石巻日日新聞

大川小訴訟 石巻市が上告の方針を決定

8日午後、市議会臨時会に提案

石巻市 政治・経済 石巻日日新聞 5月7日(月) 16時24分
報道陣の質問に答える亀山市長

 東日本大震災の津波で大川小学校の児童、教員84人が犠牲となり、このうち児童23人の遺族が起こした訴訟で、石巻市の亀山紘市長は市と県に賠償を命じた二審判決を不服として最高裁に上告する方針を決め、7日朝に市議会の丹野清議長に臨時会の招集を申し入れた。臨時会は8日午後1時に開会する予定。
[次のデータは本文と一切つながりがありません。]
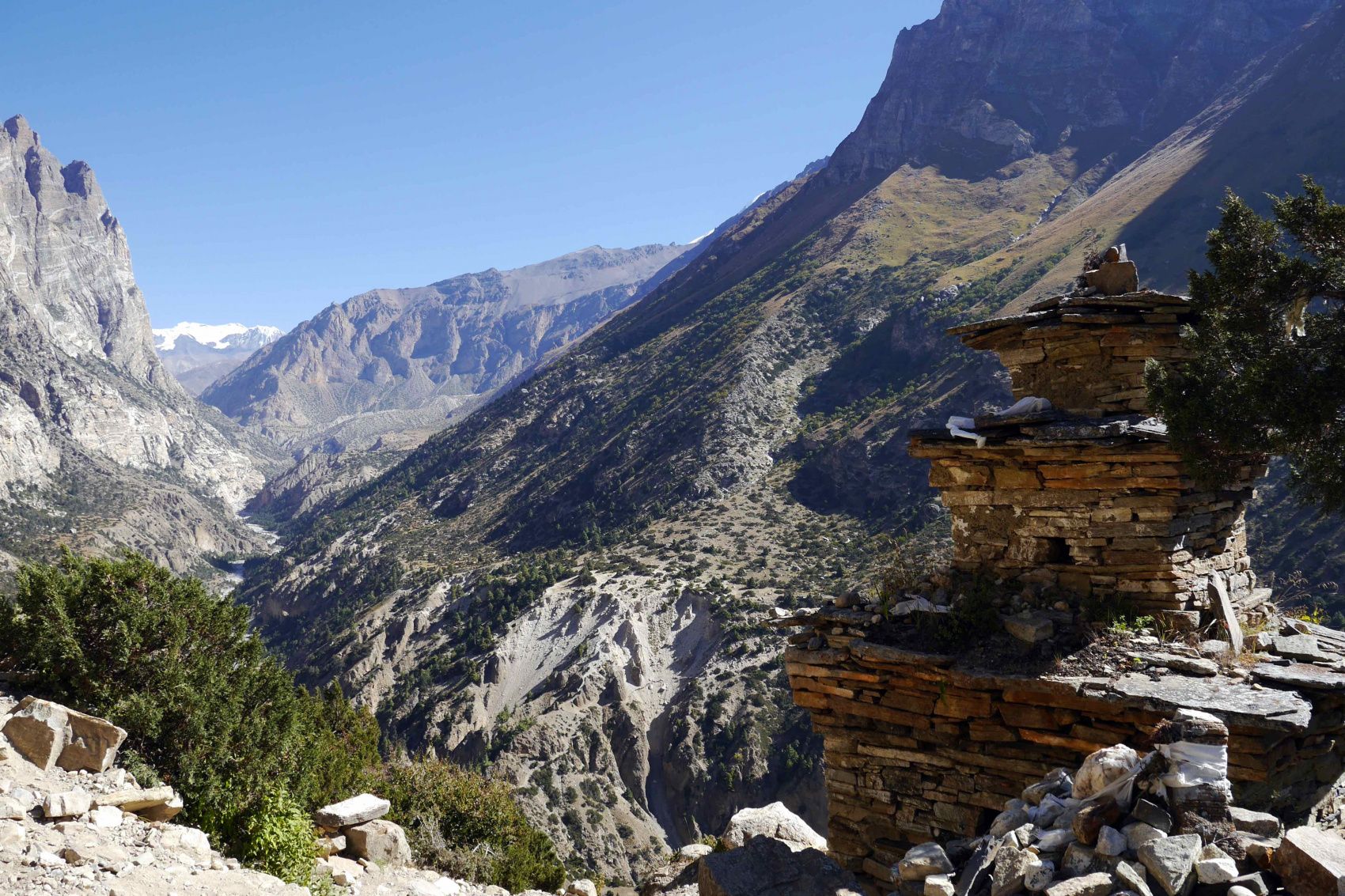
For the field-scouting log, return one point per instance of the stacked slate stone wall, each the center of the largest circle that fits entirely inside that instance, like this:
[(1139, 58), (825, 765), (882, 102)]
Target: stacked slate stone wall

 同訴訟の上告期限は10日。1日に市議会の丹野議長と面会した亀山市長は、8日朝までの判断を求められていた。亀山市長は7日午前9時ごろ、再び市役所6階の議長室を訪ね「上告に向けて議会の議決をいただきたい」旨を申し入れた。

 議長室を退室した亀山市長は報道陣の質問に答え、「(津波の襲来が)事前に予知可能との推認は、科学的根拠を欠いている。校長らが専門家並みの高度な知識を有する必要があるとの判断は、学校に求めるには無理がある」と上告の理由を述べた。

 市が控訴を諮った平成28年10月の臨時議会では、議長と欠席の2人を除く26議員の起立採決の結果、賛成16、反対10で可決。ただ、市議選の告示を13日に控えた今回は、採決の結果が選挙に影響する可能性があり、前回と同じように可決されるとは限らない。

 臨時会に提出する関連議案は、上告にかかる訴えの提起と費用を計上する本年度一般会計補正予算案など。8日午前10時に議会運営委員会を開催し、採決方法などを決める。

 大川小を巡っては、一審の仙台地裁は教員の避難対応の過失を認め遺族側が勝訴したものの、双方が控訴。仙台高裁はこれを変更し、学校や市教委の組織的な事前防災の不備を認定して市と県に一審よりも1千万円多い約14億3600万円の賠償を命じる判決を4月26日に言い渡した。

亀山市長 一問一答

「想定外の震災」強調

津波予見など納得せず

 上告の方針を固めた亀山市長は7日午前9時20分ごろ、報道陣の質問に答えた。主な質問と回答は次の通り。

 ―上告の理由は。

 亀山市長 控訴審判決の事前防災(の不備)については、学校管理下で多くの児童が犠牲になったことを重く受け止めており、教訓として取り組まないといけないので評価している。

 ただやはり、(津波の襲来が)事前に予知可能という推認については、参考資料を読んだが、科学的根拠を欠いている。東日本大震災が予見できたかは、皆さんにも問いたい。我々には想定できなかった大災害。

 また、事前予知のマニュアル化について、校長らが高度な知識を有する必要があるとの判断は、学校に求めるには無理がある。

 ―控訴は数日で決めたが、今回は時間がかかった。

 市長 一審と二審で判決内容がまったく違う。判決文を読んだだけでは判断できず、引用されている部分を手にできるものはすべて読んで判断させてもらった。

 ―議会に承認されない場合は。

 市長 上告しないということになる。

 ―上告については県と話し合ったか。

 市長 これから。議決を得た上で話し合いたい。

 ―議決の見通しは。

 市長 厳しいと思う。議員も大変な判断になる。市議選があるが、議員としての務めを果たしていただきたい。

 ―専決処分にしなかったのは。

 市長 それは議会軽視になる。